For a few of the TIME correspondents who contributed to this week's cover story on the energy mess, the assignment was about as exasperating as sitting in a gas line. Washington Energy Correspondent Richard Hornik, who interviewed federal officials trying to manage the crisis, found that hard facts were in shorter supply than unleaded regular. Said Hornik: "This is a story of hunches and viscera. The numbers change daily. This week's clarification becomes next week's obfuscation. The only constant seems to be panic psychology."

Another element of the story, the strike of independent truckers, proved equally elusive.

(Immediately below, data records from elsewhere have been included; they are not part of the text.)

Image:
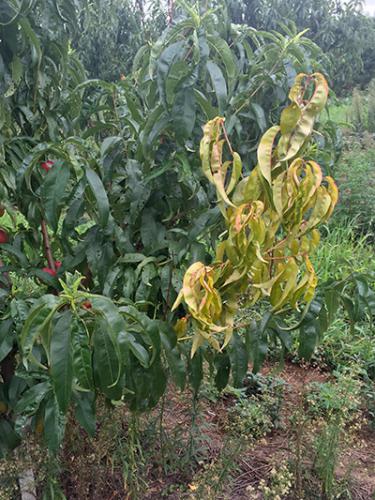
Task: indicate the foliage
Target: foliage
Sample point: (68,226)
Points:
(105,207)
(341,30)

Washington Correspondent Jonathan Beaty knew enough of the arcane ICC regulations to know that, say, raisins are exempt from regulation and any trucker is perfectly free to carry them, unless they happen to be covered with chocolate. Such knowledge helped, but Beaty found that the old rules and conventions are under serious attack. Says he: "The independent truckers are trying to blow apart a time-honored system, and that drives the Teamsters, the trucking industry and various politicians and lobbyists right up the wall--all for different reasons." Atlanta's Marc Levinson found himself being driven right up the wall by the independent truckers for another reason. He was twice given wrong directions to a picketing site by truckers who, he concluded, "didn't know where they were striking."

Besides reporting the gas crunch and truckers' revolt, TIME correspondents, like other citizens, also had to find ways to live with those crises. Levinson says he had to wait three weeks for his building's management to find a parking space for his personal solution to the gas crunch, a bicycle. Beaty got so tired of feeding his gas-guzzling (10 m.p.g.) truck, he now plans to "leave it forever" at his ranch in New Mexico. Then there is the plight of Atlanta Bureau Chief Joe Boyce, who was recently transferred from San Francisco. Recounts Boyce: "The moving team that picked up my furniture in San Francisco decided to sit out the truckers' strike in Arkansas. Meanwhile, my wife, three kids and I are sleeping in Atlanta on rented rollaway beds. If worse comes to worst, we may move to Arkansas to be with our furniture."